In January 2019, researchers from the Centre for Maternal and Newborn Health (CMNH) and the Foundation for Research in Community Health (FRCH) presented the results of an operations research project at a dissemination meeting in Mumbai, India. The project aimed to strengthen the capacity of Auxiliary Nurse Midwives (ANM) to provide the continuum of care for mothers and children in Pune district of Maharashtra State, India.
This collaborative project was conducted between January 2017 and August 2018 with funding from the HT Parekh Foundation and approval of the Government of Maharashtra. The project was implemented in three phases:
Phase 1: Baseline assessment to identify factors influencing ANMS in their practices and scope of work.
- This confirmed that ANMs have an important role in the delivery of health care in India. However, the training and supervision that they receive are inadequate to address their current responsibilities and their ability to take on additional responsibilities in the future.
- The baseline assessment was followed by extensive consultations to address the expressed needs for top-up training for ANMs in maternal and newborn healthcare. With inputs from experts in India and UK, a standardised 4-day ANM training package and supporting materials for facilitators and participants were developed.
Phase 2: Implementation
- 38 health workers in Pune were trained in two Training of the Trainers courses. These selected trainers then trained 347 ANMs and their supervisors in Pune district. The quality of the training sessions was assured by quality assurance visits by the CMNH volunteers.
- Knowledge and skills testing were conducted before and immediately after the training sessions covering knowledge and selected skills in maternal and newborn care. The results showed an overall improvement in post training scores, with more than 90% increase in all the skills test, except the partograph skill test which had an increase of 77.4%.
- In addition to the training workshops, four self-directed learning strategies were built into the project to enhance the confidence and knowledge and skills of ANMs: skills malls where ANMs could practise skills, exposure visits to centres practising evidence-based maternity care, bi-annual newsletters and participation in national conferences.
Phase 3: Evaluation at the end of the project to document the perspectives and experiences of those involved.
- The evaluation found that the project was recognised by state and district officials as being relevant to the needs of ANMs to provide quality care and fill an important gap in the district’s capacity building plans for this cadre, in terms of building their practical skills and revision of their knowledge.
“We were taught about shock management, ‘anytime anywhere’, now we can do it at our level with whatever material we have.” (An ANM involved in the project)

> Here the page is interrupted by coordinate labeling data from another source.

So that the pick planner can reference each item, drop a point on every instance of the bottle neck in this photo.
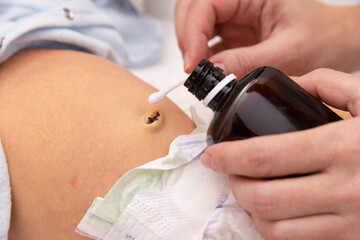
(210, 84)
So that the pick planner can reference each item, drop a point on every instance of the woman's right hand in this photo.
(295, 36)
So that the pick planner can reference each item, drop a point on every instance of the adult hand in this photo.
(295, 36)
(322, 198)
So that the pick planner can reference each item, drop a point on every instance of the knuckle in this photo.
(262, 203)
(259, 162)
(320, 72)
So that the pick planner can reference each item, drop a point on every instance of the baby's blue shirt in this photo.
(113, 29)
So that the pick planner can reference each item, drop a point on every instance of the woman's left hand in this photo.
(321, 199)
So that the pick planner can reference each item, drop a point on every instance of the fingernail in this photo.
(207, 161)
(186, 61)
(222, 66)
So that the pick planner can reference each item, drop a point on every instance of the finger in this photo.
(286, 197)
(317, 227)
(278, 155)
(273, 51)
(181, 12)
(201, 21)
(200, 28)
(337, 89)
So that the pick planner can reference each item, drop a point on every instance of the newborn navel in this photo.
(153, 118)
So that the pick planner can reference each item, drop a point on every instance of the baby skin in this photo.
(71, 125)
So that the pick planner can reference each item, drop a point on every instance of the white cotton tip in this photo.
(156, 97)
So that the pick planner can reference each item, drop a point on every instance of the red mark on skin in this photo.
(73, 180)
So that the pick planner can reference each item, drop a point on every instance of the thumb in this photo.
(276, 51)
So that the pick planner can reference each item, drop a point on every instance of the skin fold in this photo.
(71, 125)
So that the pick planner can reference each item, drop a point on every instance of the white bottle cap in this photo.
(218, 88)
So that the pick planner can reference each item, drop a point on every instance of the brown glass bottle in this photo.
(264, 102)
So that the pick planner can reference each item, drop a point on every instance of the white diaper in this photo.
(173, 197)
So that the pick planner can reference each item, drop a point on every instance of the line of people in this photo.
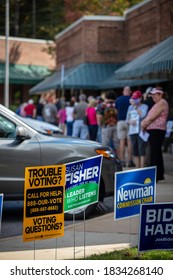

Based on the research findings, the team made four recommendations to strengthen health workforce in the Primary Health Centres (PHCs) in the district:
- Sustain capacity building of ANMs and Lady Health Visitors (LHV) through periodic refresher training of ANMs, LHVs and their trainers to achieve 100% coverage at district level
- Build team capacity in Primary Health Centres and strengthen supportive supervision at the district level
- Ensure availability of medicines, supplies and equipment
- Strengthen leadership and governance in PHCs
These recommendations were presented to 45 stakeholders including government officials and representatives from funding agencies who attended the meeting.
The CMNH is now continuing to work with the FRCH and the Government of Maharashtra to scale up this project to other districts in the state considering the findings and recommendations from the pilot project.
Dr Helen Allott, Senior Technical Officer at CMNH:
“It has been a great privilege to be involved in this project. Auxiliary Nurse Midwives are the first port of call for many pregnant and labouring women, especially in rural areas. Many of the ANMs expressed concerns about managing unanticipated obstetric or neonatal emergencies prior to the training. It has been wonderful to see how they have grown in confidence and how the standard of care they provide to women, both in terms of improved technical and communication skills, has developed throughout this programme.”
Professor Matthews Mathai, Chair in Maternal and Newborn Health at CMNH:
“The training package addressed the expressed needs of the ANMs in Pune district. These ANMs were keen learners. Some ANMs shared their experiences in the dissemination meeting and explained how training had contributed to better care for women and children. The project also created a pool of trainers in Pune which could be utilized in future capacity building activities in Maharashtra state.”